The Israeli company Cannibble stands at the intersection of the food-tech world and the cannabis-tech sector. It develops food laced with cannabis powder, such as popcorn or iced coffee. It chose to raise its initial capital in a non-conventional way. It used crowdfunding on the Pipelbiz website, through which it raised $660,000 from 760 different investors. Every one of these received at least 75 options, at 6 shekels ($1.5) per unit.
“It’s hard to raise private funds when investors don’t see a future horizon in offerings,” says Ziv Turner, vice president for business development at Cannibble. “Investors wanted us to list quickly” he says, adding that “crowdfunding helped us get our name out.”
He says that Pipelbiz valuated Cannibble at $7.7 million, before the raising of capital. This is Turner’s third sortie into the cannabis world. In 2014 he set up One World Cannabis, an institute in Israel which researches medicinal marijuana. In 2018 he founded, with Asaf Porat, a company called KanaFem, which develops feminine health products based on cannabis. Turner vice president VP for finances, were joined by two others: Elad Barkan, the technology vice-president, and Yoav Bar-Yosef, who serves as the company’s CEO. The two have experience in marketing food products to restaurants and cafes. The four developers founded Cannibble in May 2018. The company is about to launch its products in the U.S. “We’re past the development stage. Our goal now is to produce this product as fast as possible and put it on shelves,” says Turner.
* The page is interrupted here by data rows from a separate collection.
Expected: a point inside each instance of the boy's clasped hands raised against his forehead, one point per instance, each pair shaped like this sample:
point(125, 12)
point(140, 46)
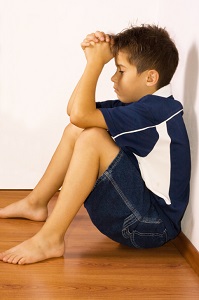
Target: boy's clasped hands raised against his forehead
point(97, 47)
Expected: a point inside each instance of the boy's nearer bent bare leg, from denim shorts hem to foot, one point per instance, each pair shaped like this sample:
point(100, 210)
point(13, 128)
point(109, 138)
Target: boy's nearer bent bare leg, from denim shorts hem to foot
point(93, 153)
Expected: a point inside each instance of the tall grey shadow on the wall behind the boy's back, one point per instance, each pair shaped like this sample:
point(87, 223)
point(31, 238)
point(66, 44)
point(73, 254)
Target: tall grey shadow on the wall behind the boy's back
point(190, 117)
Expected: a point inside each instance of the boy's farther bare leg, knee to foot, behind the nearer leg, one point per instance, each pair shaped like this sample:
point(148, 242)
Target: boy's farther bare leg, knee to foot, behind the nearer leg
point(34, 206)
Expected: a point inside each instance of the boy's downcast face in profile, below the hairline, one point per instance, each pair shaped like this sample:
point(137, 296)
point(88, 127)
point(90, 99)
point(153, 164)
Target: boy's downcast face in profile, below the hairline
point(128, 84)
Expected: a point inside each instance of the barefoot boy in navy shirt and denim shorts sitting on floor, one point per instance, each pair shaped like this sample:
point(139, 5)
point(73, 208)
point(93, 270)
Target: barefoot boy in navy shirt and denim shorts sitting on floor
point(135, 184)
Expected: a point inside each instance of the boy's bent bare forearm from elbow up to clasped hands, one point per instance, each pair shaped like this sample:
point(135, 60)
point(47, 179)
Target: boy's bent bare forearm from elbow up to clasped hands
point(82, 106)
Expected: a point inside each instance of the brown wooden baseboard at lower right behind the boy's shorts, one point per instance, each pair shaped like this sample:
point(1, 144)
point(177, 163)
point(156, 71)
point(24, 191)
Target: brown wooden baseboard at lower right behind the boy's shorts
point(188, 251)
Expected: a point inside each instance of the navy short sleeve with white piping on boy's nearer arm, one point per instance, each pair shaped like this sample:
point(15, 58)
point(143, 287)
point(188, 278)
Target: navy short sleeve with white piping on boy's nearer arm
point(127, 125)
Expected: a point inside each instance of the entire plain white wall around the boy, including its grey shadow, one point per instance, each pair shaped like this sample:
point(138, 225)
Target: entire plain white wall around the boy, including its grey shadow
point(41, 60)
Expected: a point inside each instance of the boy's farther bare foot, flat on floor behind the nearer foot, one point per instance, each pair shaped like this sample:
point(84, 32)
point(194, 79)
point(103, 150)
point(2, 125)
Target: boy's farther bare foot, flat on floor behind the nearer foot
point(25, 208)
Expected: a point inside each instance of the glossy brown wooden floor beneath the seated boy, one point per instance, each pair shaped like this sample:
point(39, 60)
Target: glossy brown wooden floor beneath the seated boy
point(93, 266)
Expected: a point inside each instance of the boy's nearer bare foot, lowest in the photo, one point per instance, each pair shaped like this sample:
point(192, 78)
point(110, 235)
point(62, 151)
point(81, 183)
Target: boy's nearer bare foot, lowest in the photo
point(33, 250)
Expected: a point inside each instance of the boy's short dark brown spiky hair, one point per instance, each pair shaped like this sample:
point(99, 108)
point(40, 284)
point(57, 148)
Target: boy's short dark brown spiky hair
point(149, 47)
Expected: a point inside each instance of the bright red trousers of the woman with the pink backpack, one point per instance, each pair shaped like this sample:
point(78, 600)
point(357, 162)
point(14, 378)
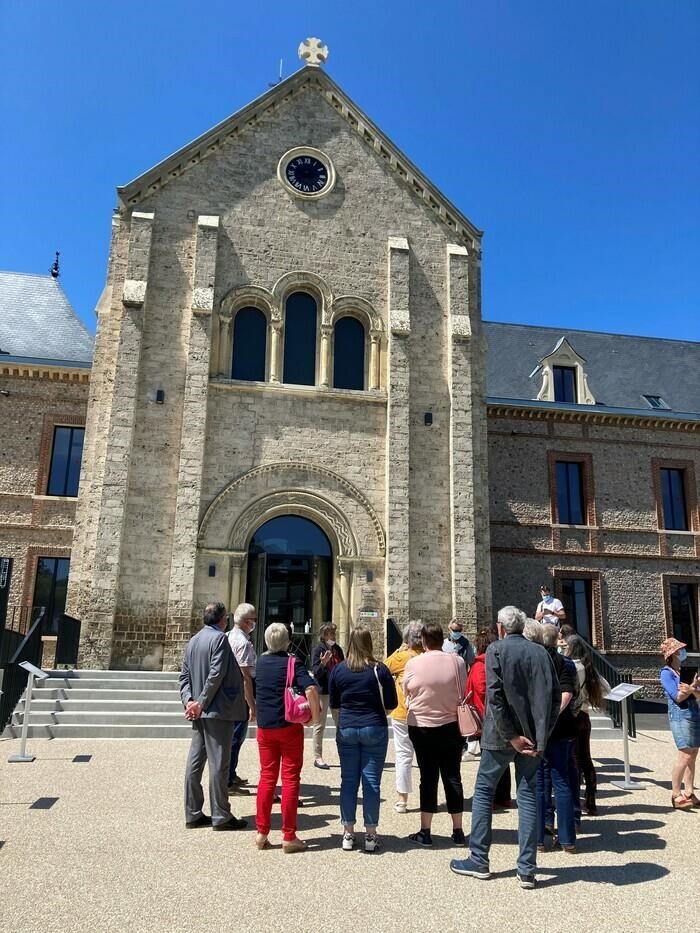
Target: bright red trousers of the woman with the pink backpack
point(277, 747)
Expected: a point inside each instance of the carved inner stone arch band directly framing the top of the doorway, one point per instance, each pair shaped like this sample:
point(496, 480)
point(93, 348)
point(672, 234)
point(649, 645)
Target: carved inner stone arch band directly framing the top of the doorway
point(294, 502)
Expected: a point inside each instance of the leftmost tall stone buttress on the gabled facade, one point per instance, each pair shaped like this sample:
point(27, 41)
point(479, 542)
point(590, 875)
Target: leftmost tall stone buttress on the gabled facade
point(100, 596)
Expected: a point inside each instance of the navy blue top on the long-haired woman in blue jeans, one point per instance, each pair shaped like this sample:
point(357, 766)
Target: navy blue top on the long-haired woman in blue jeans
point(356, 695)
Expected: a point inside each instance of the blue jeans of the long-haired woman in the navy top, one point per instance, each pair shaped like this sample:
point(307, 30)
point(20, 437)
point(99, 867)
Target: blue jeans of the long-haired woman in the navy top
point(362, 755)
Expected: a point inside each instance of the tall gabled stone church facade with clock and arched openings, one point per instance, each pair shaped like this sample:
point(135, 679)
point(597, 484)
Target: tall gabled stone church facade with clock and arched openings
point(173, 492)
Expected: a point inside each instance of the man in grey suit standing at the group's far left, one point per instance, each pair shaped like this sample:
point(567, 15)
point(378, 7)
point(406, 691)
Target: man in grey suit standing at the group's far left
point(211, 687)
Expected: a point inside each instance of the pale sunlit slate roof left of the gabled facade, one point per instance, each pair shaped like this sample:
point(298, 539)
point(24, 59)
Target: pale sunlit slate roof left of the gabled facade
point(37, 320)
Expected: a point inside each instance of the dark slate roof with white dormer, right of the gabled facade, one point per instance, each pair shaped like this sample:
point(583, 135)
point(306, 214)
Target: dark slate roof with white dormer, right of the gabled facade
point(620, 369)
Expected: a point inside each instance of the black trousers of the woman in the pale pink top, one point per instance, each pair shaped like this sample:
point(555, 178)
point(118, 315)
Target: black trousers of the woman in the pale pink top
point(439, 755)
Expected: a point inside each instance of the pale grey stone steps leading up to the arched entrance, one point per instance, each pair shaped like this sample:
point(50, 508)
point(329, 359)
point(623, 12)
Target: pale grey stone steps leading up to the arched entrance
point(137, 704)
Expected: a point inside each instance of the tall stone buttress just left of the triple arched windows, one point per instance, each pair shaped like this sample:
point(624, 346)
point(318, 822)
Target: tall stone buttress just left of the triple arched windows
point(194, 420)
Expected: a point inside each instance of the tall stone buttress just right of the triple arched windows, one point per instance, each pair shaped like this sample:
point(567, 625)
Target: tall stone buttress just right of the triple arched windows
point(397, 433)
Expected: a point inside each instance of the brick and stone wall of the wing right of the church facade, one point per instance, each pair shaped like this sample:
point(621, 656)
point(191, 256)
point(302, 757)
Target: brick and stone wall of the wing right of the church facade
point(624, 551)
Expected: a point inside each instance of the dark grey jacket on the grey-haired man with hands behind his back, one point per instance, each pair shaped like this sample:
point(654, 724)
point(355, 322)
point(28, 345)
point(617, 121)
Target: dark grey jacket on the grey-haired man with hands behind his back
point(522, 694)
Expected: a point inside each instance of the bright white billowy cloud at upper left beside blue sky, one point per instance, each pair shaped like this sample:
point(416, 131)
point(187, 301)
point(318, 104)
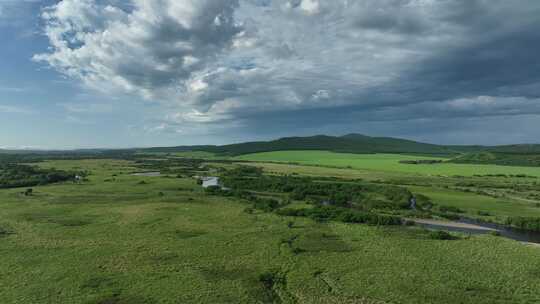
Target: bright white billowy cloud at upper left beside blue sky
point(149, 47)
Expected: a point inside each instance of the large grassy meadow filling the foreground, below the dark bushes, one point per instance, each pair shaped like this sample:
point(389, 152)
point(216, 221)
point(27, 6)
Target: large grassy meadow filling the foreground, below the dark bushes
point(114, 239)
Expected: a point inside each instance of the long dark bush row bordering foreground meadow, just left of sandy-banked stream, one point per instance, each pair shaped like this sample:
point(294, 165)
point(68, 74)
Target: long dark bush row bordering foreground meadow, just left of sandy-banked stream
point(327, 213)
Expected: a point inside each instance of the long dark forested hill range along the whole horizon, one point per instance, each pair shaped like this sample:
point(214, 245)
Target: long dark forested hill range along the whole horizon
point(519, 155)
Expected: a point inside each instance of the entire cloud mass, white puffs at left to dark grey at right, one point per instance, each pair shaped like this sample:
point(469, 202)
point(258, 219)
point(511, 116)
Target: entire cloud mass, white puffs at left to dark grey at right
point(255, 64)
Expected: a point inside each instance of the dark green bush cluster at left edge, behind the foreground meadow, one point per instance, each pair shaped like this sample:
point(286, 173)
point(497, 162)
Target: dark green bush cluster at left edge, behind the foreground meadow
point(13, 175)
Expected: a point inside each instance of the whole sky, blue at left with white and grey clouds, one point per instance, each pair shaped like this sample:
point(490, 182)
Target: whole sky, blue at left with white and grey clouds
point(139, 73)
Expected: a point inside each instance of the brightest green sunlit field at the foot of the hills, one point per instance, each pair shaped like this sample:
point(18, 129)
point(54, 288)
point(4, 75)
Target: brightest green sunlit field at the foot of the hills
point(385, 162)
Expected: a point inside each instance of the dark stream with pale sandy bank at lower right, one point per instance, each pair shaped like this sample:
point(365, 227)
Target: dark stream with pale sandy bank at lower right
point(484, 228)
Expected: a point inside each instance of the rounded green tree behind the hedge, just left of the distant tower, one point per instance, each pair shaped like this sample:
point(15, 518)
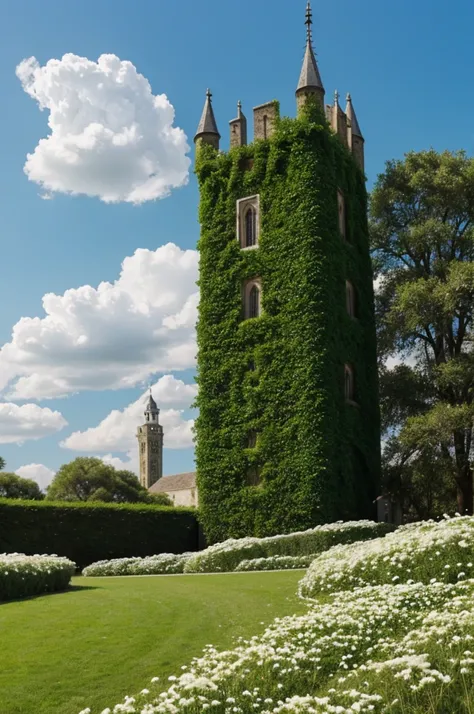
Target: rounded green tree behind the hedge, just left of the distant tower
point(90, 479)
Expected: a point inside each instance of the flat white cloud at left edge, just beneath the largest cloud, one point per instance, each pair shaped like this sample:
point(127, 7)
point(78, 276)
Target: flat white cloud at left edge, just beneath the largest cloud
point(29, 421)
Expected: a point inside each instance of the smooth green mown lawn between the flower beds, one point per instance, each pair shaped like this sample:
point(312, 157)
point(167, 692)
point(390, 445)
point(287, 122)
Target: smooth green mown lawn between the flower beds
point(107, 637)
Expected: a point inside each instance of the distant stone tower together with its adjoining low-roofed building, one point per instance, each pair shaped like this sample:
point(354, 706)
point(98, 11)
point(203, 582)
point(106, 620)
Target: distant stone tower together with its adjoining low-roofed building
point(181, 488)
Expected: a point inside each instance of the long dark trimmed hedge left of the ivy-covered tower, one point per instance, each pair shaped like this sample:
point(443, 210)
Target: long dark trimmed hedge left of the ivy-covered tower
point(88, 532)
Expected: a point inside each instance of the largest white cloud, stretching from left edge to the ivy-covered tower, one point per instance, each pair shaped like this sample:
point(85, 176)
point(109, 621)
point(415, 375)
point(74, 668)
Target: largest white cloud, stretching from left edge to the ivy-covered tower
point(110, 337)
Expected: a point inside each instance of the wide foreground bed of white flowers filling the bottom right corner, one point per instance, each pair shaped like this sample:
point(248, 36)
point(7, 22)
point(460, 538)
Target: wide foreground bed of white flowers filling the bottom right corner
point(388, 648)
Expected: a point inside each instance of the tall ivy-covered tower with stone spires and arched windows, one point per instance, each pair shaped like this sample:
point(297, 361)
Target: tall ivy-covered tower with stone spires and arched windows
point(288, 432)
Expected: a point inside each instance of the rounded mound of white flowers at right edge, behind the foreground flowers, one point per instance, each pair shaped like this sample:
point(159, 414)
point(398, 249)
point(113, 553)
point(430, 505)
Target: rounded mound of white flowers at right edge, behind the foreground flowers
point(421, 552)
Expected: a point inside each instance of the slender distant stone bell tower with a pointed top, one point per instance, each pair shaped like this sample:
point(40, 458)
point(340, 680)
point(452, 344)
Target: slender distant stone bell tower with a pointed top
point(150, 445)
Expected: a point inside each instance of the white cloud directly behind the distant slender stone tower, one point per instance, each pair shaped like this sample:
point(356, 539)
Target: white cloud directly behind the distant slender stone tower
point(117, 432)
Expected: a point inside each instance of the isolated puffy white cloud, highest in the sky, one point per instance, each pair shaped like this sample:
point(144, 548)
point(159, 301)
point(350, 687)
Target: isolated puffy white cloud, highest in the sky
point(109, 135)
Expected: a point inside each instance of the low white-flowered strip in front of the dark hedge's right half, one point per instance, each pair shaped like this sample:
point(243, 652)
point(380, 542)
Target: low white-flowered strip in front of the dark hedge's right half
point(164, 564)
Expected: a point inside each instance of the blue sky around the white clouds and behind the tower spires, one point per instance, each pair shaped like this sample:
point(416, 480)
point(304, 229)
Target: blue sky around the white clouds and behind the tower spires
point(407, 65)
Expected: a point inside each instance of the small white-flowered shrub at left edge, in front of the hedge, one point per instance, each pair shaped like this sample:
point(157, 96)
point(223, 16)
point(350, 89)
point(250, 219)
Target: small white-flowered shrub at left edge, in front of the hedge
point(25, 575)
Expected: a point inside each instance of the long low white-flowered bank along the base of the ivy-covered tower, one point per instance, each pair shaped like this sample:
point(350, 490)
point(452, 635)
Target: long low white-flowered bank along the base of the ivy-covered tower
point(226, 556)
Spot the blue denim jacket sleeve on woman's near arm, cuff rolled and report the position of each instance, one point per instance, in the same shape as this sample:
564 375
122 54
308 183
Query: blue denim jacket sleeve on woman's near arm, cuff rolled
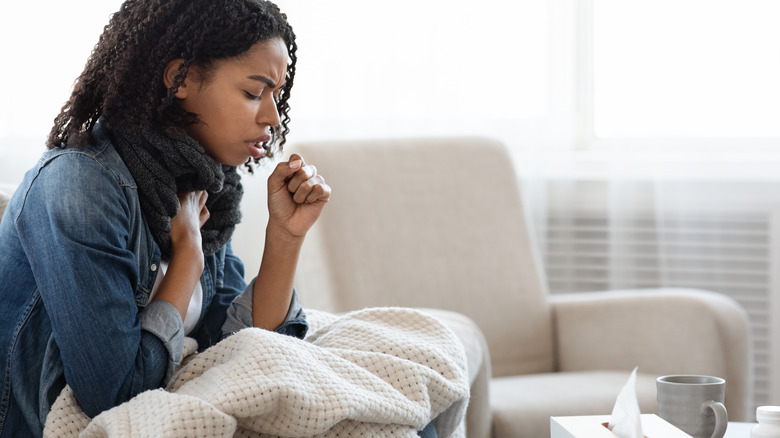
75 222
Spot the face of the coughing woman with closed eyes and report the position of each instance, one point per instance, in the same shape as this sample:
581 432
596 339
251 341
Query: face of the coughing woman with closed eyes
236 104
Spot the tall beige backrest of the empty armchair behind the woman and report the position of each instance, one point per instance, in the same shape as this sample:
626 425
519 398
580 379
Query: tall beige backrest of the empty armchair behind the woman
429 223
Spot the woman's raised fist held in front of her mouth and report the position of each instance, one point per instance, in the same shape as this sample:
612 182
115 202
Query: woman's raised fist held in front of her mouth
296 197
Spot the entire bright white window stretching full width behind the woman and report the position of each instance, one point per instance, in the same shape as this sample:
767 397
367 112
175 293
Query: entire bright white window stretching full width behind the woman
661 69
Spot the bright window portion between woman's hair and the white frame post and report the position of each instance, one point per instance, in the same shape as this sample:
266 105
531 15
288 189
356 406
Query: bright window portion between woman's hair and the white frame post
365 64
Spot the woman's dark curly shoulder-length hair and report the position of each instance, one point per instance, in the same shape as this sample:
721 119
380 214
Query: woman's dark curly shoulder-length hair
123 78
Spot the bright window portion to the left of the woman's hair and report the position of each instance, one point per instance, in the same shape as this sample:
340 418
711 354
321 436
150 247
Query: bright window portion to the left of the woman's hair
44 46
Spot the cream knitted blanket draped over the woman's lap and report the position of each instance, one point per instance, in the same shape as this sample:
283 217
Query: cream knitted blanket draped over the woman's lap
382 372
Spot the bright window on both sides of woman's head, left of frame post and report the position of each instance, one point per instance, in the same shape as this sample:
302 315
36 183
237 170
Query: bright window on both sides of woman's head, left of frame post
376 68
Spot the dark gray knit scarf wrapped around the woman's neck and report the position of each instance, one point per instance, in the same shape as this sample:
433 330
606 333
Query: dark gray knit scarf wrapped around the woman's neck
162 166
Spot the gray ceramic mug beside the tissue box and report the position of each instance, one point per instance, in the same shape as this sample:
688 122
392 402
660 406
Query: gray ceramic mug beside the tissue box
694 404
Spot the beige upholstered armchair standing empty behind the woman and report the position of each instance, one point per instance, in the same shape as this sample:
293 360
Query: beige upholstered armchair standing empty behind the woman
439 223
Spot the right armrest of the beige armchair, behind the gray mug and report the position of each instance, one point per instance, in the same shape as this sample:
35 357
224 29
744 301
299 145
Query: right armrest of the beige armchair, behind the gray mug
662 331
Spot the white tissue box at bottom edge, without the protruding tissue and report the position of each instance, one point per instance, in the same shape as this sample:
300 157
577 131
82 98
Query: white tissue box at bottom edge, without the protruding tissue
595 426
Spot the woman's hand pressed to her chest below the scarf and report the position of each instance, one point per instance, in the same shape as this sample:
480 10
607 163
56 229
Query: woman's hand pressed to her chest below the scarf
185 226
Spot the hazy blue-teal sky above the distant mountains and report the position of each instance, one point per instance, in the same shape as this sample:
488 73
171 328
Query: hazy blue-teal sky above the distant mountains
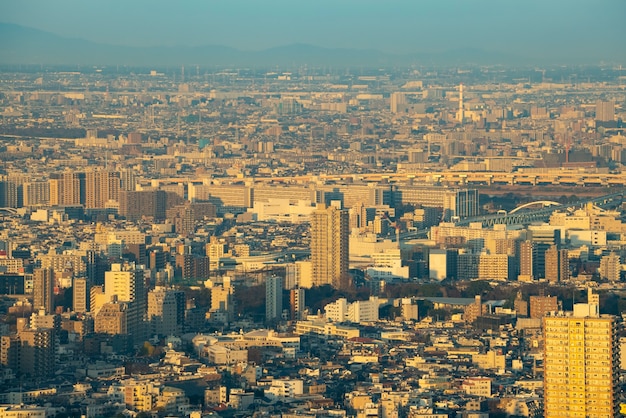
539 28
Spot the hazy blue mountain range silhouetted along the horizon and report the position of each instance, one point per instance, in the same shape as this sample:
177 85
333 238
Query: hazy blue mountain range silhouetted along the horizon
23 45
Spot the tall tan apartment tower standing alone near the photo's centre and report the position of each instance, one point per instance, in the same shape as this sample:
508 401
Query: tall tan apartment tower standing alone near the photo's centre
329 246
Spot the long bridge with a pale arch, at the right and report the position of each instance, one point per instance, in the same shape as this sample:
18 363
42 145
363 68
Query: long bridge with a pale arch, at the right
524 215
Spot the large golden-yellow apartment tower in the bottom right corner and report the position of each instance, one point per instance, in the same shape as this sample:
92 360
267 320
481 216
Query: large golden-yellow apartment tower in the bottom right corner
581 364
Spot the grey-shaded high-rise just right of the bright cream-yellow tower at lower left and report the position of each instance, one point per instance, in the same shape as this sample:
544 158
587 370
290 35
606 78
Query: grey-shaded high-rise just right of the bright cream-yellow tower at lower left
166 311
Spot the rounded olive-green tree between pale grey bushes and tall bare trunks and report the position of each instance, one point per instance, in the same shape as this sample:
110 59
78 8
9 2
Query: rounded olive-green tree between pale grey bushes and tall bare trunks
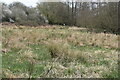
56 12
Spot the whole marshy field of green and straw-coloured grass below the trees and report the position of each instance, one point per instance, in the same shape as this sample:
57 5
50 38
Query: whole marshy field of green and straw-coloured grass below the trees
58 51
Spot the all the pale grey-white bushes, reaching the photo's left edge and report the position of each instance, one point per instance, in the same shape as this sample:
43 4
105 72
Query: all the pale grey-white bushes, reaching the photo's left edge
22 15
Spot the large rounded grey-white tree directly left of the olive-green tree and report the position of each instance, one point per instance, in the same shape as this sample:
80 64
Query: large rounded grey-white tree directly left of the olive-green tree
26 15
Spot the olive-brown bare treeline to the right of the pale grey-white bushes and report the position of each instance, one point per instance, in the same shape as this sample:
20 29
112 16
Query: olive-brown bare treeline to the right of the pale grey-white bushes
99 15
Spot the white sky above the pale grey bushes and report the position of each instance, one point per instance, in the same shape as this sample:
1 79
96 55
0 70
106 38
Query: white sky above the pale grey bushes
26 2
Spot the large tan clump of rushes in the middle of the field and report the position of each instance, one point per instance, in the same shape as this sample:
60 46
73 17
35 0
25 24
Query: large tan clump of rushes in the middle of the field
63 51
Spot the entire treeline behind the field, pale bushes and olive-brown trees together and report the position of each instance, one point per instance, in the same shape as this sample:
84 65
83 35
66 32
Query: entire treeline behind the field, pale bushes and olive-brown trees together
98 15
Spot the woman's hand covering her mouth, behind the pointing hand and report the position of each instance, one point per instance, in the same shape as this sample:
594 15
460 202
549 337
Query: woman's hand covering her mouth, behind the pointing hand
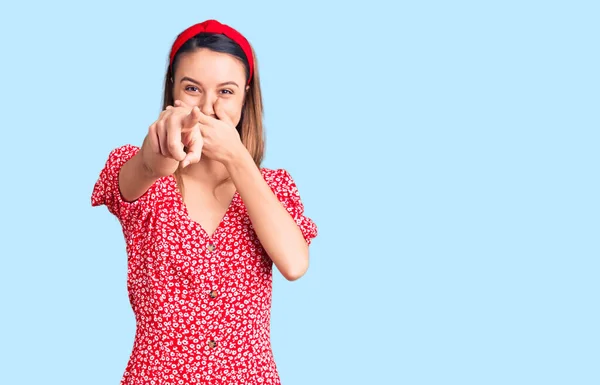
221 139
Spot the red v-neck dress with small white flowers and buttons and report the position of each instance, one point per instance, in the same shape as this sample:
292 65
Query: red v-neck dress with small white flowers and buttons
202 304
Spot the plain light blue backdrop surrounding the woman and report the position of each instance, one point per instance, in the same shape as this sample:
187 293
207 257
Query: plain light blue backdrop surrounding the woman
448 152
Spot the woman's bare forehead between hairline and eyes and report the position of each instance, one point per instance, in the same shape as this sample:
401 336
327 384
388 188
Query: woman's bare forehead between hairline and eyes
209 66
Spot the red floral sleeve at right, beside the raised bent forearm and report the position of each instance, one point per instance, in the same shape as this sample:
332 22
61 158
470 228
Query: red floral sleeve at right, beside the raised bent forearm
288 194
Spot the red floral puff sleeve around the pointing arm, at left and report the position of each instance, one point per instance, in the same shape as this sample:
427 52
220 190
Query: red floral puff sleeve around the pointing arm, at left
107 192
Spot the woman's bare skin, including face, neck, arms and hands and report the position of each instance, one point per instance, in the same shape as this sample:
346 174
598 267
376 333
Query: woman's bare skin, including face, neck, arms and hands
198 134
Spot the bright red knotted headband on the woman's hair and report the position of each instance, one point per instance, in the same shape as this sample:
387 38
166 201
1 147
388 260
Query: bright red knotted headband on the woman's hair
213 26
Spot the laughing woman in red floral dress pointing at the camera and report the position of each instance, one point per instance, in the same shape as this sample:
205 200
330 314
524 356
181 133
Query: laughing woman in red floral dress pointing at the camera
203 222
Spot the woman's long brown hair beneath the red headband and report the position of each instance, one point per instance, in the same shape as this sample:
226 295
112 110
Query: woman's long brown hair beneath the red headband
250 126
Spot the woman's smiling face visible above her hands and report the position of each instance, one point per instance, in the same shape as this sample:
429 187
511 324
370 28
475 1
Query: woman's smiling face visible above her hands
204 78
One of Cannibble’s unique products is a powder produced from cannabis oil. “At dispensaries for selling cannabis in the U.S. you’ll be able to purchase a box for quickly preparing cupcakes, including this powder, to which you add two spoonfuls of water,” says Porat. “After heating for one minute in a microwave oven you’ll get a cupcake with an exact dose of cannabis, so that anyone consuming the product knows what he’s getting,” he says, promising that “we’re operating under the standards of a food-producing factory.”
“If you go to such a dispensary now, you’ll find that you’re given advice by kids who’ve barely finished high school,” says Porat. “There’s no one with medical knowledge there. Therefore, when we deliver precise dosages to patients or customers it’s better than what they currently have on the shelf, where they don’t know the concentrations of the active ingredients.” Porat explains that Cannibble will market two lines of products. One will contain only CBD, at concentrations of 20 to 50 milligrams. The other will include THC, at 20 to 100 milligrams.
Turner is angry that approval was given only for medicinal marijuana.
“I don’t understand why Israel doesn’t allow the export of recreational cannabis. Ultimately, what does it matter who uses it once it’s overseas? The state is losing a lot of money,” says Turner. “I understand the need for quality standards, but why just for medicinal products? There should be standards for recreational use as well. There’s no point in blocking a target market worth hundreds of millions of dollars a year, let alone the tax revenues which the state could take in.”